The central funding body would also be responsible for overseeing maintenance support.

The chancellor has already made it clear that he is willing to provide money in next week's spending review to extend the piloted educational maintenance allowance to all disadvantaged 16 to 19-year-olds. The IPPR recommends that higher educational maintenance allowances be introduced.

"As this would be based on one model - the educational maintenance allowance - for all those entitled to support in the learning and skills sector and higher education, the administrative ease and lower delivery costs would be a considerable improvement on the present fragmented regime," the report says.
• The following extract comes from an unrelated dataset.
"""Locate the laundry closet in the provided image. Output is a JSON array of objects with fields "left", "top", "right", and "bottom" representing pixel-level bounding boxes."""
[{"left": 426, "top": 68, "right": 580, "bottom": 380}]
The IPPR also makes a number of other key recommendations, principally that income-contingent loans be available to further as well as higher education students, that market rates of interest be levied on loans (with exemptions for low-income students) and that students have a choice between paying fees upfront or as postgraduates.

Nick Barr, an economist at the London School of Economics, whose extensive work on student support has backed higher interest rates on loans, said:

"Raising the interest rate on student loans to the level of the government's cost of borrowing would save about £800 million per year."

He added: "Forcing students to pay fees upfront clearly creates problems. No sensible person who has thought about this gives it any credence."

The IPPR report does not say how much money would be raised by differential fees. This was last calculated by David Greenaway and Michelle Haynes of Nottingham University in their report for the Russell Group universities.

Professor Greenaway is updating this work, but in 2000 he estimated that setting fees in line with the cost differentials used by Hefce, with £1,000 as the base and fees ranging up to £4,500, would generate additional funding of £600 million a year.

The Greenaway report argues that up to 60 per cent of students in elite universities in the US benefit from scholarships. The report acknowledges that loans would have to be available in the UK while universities built up scholarship funds.

The report says: "The Barr-Crawford income-contingent loan scheme has the potential to meet all the objectives of an efficient and just regime. It is repaid only when the graduate can afford to do so, and over a long period."

At the free-market end of the modelling, Warwick University economist Andrew Oswald argues that universities should be free to charge students up to £7,000 a year for a course.

He said: "It costs about £5,000 to deliver a course. Universities need the extra £2,000 for scholarship schemes and because they are going bust. Universities charging higher fees could give up their government grant, which would then go to new universities."

He said he did not believe that government loans were crucial to the system.

Roger Brown, principal of Southampton Institute, warned against a lack of planning. "Universities need to think through all the consequences of differential fees. The impact on disadvantaged students is an obvious area of concern. But also the impact on the quality regime is not yet understood."

John Randall, former head of the Quality Assurance Agency, warned last year in The THES that differential fees would lead to a more rigorous inspection regime.

He said: "If top-up fees are introduced, they will represent, for the individual, a financial commitment at least as significant as many of those for which the law provides a detailed regulatory regime in fields such as the financial services."

Dr Brown said: "Professional bodies [that validate degrees] would also probably have something to say if one university charged more for a course than another university - what would justify a higher fee?"